The present study aims to: (1) investigate the prevalence of negative symptoms in a group of UHR children and adolescents; (2) explore the factor structure of negative symptoms in this population; (3) evaluate their association with psychosocial functioning, and (4) compare the severity of negative symptoms at baseline between UHR individuals who show a transition to psychosis (converters) and those who do not convert (nonconverters) at 1-year follow-up.

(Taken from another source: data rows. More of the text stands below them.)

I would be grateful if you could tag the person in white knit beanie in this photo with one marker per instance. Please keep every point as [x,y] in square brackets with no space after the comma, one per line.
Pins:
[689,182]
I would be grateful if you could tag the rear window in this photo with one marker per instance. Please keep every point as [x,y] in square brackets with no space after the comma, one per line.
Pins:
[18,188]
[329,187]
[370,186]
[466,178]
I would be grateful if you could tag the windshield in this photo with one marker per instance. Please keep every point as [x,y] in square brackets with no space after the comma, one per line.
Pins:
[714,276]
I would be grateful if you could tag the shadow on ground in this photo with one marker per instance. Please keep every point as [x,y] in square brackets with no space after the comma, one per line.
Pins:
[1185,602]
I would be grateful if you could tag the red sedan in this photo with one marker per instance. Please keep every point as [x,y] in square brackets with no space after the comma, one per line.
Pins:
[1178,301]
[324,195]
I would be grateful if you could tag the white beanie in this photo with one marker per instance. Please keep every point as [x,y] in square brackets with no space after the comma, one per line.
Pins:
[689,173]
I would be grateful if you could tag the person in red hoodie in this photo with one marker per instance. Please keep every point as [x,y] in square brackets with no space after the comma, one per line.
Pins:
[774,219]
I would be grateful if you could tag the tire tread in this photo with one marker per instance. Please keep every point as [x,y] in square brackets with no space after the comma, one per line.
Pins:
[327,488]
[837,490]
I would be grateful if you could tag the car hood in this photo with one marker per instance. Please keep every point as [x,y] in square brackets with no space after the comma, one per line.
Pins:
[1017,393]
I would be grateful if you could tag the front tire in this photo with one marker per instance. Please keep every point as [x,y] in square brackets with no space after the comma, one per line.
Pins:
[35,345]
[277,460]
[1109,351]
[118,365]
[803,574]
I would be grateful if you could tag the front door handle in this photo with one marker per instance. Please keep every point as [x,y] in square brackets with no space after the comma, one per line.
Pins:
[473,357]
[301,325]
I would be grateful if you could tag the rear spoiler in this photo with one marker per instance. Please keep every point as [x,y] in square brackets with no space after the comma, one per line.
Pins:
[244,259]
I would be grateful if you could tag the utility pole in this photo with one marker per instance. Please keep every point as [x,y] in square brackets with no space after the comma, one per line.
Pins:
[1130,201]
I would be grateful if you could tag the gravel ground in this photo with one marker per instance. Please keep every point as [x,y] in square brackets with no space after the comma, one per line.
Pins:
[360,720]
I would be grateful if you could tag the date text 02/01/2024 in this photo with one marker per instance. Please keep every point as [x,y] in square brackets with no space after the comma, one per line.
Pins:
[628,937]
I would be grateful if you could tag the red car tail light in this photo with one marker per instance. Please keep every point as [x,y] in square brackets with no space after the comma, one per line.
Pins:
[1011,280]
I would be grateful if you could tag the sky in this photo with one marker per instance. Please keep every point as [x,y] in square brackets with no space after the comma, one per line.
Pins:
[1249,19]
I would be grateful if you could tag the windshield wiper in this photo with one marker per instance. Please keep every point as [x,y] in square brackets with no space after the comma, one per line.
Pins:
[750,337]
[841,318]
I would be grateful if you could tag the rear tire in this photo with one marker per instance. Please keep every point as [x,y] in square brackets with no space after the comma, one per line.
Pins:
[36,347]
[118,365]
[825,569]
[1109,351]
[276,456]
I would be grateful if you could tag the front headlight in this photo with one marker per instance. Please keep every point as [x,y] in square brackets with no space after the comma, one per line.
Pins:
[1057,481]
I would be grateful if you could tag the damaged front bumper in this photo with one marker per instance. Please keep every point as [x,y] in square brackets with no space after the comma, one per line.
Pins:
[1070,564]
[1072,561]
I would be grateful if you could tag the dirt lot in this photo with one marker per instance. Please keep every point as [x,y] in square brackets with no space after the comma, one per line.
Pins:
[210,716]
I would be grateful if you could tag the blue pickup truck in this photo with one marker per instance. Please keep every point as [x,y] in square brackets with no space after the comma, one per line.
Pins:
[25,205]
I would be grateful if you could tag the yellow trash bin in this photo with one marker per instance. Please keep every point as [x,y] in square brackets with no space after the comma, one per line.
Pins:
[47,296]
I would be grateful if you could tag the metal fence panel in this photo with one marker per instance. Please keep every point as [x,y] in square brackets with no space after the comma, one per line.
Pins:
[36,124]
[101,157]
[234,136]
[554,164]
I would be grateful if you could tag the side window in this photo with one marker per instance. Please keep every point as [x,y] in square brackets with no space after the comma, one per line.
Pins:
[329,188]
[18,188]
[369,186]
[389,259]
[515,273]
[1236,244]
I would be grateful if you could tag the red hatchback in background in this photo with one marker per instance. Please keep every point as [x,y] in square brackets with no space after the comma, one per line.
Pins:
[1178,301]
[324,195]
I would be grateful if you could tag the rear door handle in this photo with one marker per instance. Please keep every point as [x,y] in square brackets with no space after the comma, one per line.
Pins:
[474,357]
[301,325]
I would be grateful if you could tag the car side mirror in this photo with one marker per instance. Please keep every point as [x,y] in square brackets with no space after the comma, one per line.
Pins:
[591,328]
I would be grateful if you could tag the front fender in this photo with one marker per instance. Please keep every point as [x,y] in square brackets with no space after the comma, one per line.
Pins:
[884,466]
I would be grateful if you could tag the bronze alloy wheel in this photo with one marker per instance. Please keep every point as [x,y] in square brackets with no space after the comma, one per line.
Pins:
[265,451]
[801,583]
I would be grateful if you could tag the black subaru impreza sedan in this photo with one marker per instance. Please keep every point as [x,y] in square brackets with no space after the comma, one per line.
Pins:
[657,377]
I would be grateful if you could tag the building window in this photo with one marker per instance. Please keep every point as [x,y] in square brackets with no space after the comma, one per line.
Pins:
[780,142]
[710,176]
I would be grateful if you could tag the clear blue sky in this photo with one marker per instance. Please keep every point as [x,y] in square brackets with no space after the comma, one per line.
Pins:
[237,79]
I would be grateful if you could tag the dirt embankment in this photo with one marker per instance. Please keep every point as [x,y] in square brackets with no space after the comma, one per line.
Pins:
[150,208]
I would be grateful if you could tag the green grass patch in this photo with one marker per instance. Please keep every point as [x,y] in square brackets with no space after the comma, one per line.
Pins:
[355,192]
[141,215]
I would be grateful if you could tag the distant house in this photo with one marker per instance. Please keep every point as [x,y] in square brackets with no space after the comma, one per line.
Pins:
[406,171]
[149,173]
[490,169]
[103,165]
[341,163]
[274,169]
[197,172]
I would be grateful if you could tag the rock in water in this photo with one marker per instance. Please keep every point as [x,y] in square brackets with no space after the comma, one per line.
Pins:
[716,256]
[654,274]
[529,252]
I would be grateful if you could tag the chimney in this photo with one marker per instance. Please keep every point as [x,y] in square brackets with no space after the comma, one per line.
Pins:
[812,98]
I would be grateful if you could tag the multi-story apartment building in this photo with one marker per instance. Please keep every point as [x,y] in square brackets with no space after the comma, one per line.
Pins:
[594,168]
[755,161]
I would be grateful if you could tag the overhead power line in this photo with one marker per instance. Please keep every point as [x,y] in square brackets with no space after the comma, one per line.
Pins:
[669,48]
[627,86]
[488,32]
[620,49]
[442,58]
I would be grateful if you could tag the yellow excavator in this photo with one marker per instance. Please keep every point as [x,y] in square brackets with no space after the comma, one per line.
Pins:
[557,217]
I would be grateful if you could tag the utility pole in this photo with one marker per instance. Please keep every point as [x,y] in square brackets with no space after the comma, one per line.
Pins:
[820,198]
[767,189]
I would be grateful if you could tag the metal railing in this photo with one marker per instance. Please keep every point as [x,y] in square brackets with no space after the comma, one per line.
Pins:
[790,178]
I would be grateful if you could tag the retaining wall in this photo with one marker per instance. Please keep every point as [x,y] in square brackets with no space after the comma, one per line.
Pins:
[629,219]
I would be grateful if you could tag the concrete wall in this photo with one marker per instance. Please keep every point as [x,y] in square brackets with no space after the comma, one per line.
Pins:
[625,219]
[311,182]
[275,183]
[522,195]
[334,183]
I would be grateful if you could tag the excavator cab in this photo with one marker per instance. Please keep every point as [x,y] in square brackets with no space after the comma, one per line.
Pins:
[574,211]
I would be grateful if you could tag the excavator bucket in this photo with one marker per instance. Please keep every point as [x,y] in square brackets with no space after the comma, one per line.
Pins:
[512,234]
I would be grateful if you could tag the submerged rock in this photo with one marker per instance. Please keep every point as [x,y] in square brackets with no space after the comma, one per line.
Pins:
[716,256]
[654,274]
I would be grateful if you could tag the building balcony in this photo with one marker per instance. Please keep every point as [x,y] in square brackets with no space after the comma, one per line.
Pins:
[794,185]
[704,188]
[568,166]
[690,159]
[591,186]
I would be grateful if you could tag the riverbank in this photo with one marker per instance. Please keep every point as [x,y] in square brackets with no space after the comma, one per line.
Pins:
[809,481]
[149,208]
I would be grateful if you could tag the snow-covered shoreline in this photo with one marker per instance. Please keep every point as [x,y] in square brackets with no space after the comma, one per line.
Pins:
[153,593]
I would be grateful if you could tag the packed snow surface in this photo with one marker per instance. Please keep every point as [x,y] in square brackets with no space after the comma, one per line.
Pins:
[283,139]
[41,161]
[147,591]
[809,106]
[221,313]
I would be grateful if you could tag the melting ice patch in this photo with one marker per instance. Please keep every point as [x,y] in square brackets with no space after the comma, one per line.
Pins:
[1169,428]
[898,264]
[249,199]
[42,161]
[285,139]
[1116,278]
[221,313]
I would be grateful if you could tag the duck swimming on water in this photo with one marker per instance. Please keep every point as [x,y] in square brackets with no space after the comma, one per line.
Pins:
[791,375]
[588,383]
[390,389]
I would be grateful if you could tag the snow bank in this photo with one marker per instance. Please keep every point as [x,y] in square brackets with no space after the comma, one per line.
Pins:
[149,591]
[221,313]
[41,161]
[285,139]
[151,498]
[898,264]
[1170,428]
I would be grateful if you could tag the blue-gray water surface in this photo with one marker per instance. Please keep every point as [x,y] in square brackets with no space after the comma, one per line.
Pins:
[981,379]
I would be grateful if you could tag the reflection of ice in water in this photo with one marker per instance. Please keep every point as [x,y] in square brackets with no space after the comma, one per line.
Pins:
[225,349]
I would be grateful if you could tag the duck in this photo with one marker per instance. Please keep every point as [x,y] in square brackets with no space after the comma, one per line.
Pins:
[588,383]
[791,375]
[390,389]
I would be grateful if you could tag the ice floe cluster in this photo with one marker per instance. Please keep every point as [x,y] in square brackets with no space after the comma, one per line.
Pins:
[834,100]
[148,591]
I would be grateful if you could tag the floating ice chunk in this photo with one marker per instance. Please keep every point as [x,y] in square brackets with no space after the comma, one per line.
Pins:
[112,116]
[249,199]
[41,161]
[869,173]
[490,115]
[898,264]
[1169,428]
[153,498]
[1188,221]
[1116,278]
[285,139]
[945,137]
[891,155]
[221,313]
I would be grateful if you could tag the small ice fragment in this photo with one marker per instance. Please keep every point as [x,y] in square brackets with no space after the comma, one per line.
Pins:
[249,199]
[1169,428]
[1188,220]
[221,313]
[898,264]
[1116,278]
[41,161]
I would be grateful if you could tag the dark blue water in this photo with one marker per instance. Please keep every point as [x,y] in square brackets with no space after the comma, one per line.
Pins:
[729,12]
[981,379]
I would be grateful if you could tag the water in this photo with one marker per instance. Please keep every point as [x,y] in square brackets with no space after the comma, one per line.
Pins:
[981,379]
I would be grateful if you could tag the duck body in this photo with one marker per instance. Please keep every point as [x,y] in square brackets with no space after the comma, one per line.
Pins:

Based on previous studies,4, 5, 18, 30, 54, 64 we expected to find a high prevalence of negative symptoms in the UHR population, and a higher severity of baseline negative symptoms in converters than in nonconverters UHR subjects. In addition, we hypothesized that, according to the most robust finding in adult psychosis population,26 negative symptoms assessed with the SIPS cluster in two factors that show different associations with functioning.

Methods

Study Participants

Seventy-one subjects, aged between 9 and 17-years, with suspected early-onset psychosis (EOP), consecutively seen from January 2017 to February 2018, were recruited for the study at the Child and Adolescent Neuropsychiatry Unit of the Children Hospital Bambino Gesù in Rome.

The inclusion criterion was the presence of any UHR syndrome,70 ie, attenuated positive symptoms (APS), brief intermittent psychotic symptoms (BIPS), and/or genetic risk plus functional deterioration (GRFD). The exclusion criteria were past or present psychosis, traumatic brain injury, or any known neurological disorders, and current drug or alcohol abuse. A history of drug use was allowed if symptoms had also been present in drug-free periods. Participants were followed-up for 12 months.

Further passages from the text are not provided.